View blog reactions Waiting for Speedway Fowler: Blue Oyster Cult

Friday, January 26, 2007


Blue Oyster Cult

I recently went looking for a good concert DVD to buy so I could test the 5.1 set-up. I picked up Blue Oyster Cult's "Long Day's Night", their 2002 concert in Chicago. I have to admit, I made the purchase with some trepidation. I saw BOC live in concert a LOT back in the 70's and 80's... maybe close to a dozen times. I always considered them a thinking man's heavy metal band, but, let's face it, a lot of time had passed since then, and I was nervous about what I'd see on the DVD. These guys were now in their 50's, and there a real chance that all that would be left would be a sad sight, a band that should have called it quits long ago.

That's not what I got.

What I got was an incredibly pleasant surprise.

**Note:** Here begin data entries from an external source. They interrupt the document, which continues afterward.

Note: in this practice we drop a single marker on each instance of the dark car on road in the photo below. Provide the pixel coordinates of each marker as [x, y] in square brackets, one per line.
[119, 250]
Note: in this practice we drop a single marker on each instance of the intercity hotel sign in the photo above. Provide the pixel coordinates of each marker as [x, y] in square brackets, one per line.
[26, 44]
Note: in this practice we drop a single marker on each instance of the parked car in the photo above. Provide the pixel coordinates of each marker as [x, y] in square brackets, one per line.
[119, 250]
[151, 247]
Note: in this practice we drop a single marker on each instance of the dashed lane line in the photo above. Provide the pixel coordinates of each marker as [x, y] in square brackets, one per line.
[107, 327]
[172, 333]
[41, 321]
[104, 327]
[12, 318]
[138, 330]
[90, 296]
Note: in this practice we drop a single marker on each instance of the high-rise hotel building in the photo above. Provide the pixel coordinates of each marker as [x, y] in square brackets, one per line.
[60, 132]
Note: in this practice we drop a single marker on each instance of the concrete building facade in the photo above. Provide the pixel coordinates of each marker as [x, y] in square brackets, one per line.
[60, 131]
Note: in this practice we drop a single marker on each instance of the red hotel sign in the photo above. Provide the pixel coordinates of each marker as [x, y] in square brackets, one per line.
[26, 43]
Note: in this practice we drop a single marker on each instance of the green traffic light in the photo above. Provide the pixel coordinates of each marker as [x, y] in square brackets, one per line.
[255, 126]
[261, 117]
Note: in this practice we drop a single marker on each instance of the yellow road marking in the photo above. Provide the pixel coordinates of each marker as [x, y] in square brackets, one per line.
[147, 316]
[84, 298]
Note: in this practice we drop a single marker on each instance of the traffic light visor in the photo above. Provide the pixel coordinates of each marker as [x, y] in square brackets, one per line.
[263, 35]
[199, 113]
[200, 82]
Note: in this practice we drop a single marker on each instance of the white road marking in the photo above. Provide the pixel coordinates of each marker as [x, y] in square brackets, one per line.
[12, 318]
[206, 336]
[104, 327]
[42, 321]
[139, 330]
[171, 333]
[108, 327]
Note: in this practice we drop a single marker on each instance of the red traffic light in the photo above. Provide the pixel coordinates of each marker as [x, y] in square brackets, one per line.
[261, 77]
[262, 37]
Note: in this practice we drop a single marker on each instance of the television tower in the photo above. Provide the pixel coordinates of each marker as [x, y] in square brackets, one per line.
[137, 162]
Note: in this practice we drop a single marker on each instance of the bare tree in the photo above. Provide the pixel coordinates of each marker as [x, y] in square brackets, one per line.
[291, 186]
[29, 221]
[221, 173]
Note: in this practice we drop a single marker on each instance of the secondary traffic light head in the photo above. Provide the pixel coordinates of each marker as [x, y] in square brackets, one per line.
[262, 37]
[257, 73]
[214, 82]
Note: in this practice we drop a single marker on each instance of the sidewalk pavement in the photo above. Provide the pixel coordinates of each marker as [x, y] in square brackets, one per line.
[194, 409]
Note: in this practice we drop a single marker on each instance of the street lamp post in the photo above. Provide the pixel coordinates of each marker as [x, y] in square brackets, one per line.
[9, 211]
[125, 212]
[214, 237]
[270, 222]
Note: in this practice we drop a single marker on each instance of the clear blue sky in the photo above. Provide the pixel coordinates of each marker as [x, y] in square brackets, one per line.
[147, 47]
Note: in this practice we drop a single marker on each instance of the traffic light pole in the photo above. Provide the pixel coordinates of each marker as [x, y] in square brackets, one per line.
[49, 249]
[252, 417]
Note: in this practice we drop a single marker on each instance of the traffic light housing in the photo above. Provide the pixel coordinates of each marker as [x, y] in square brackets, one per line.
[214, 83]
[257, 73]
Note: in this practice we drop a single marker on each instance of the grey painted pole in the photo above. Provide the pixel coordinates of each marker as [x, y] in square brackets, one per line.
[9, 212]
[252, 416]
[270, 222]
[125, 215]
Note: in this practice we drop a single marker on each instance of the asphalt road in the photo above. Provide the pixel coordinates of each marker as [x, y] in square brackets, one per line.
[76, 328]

"Long Day's Night" isn't about a rock band. It's about musicians. That seems a strange distinction, I know, but what I saw on the DVD was three middle-aged guys (plus the much-younger drummer and basist, the two roles in BOC that seem ever-changing - both guys have since been replaced...) who have, for the most part, shed all the trappings of a Rock Band and become something else: a tight trio of professional musicians who just happen to perform as a (small case) rock band. It's what they do. It's who they are. Don "Buck Dharma" Roeser now looks like Joe Pesci, in almost a buzz cut, wearing a simple black t-shirt and jeans. He has a guitar shaped like a wedge of Swiss cheese. He enjoys himself on stage, just playing the music. No pretense. The fact that he happens to be one of the greatest guitarists in the history of rock is just a bonus. Eric Bloom still shows a few traces of his 70's self, but the 'fro is subdued, the beard is now a stylish goatee, and the hipster-vampire vibe is nowhere to be seen. Alan Lainier remains frighteningly corpse-like, but I swear that's genetic. It's just the way he is. These guys could have wound up like a modern-day version of Spinal Tap, but they're just the opposite. They're not trying to hold on to their youth. They're older, more mature, and ... more sophisticated. They're the farthest thing from party animals.

And the music is better than ever. BOC plays an inspired set on this DVD, a mix of hits and obscurities spanning the bands four decades. It sounds incredible in Surround. And when Roeser takes the spotlight with a big smile on his face and mows through the guitar solo on "Don't Fear the Reaper", he manages to dissolve all the years of gothic silliness and gentle mocking that have surrounded the song and restore it to its original coolness. Not bad for an old guy.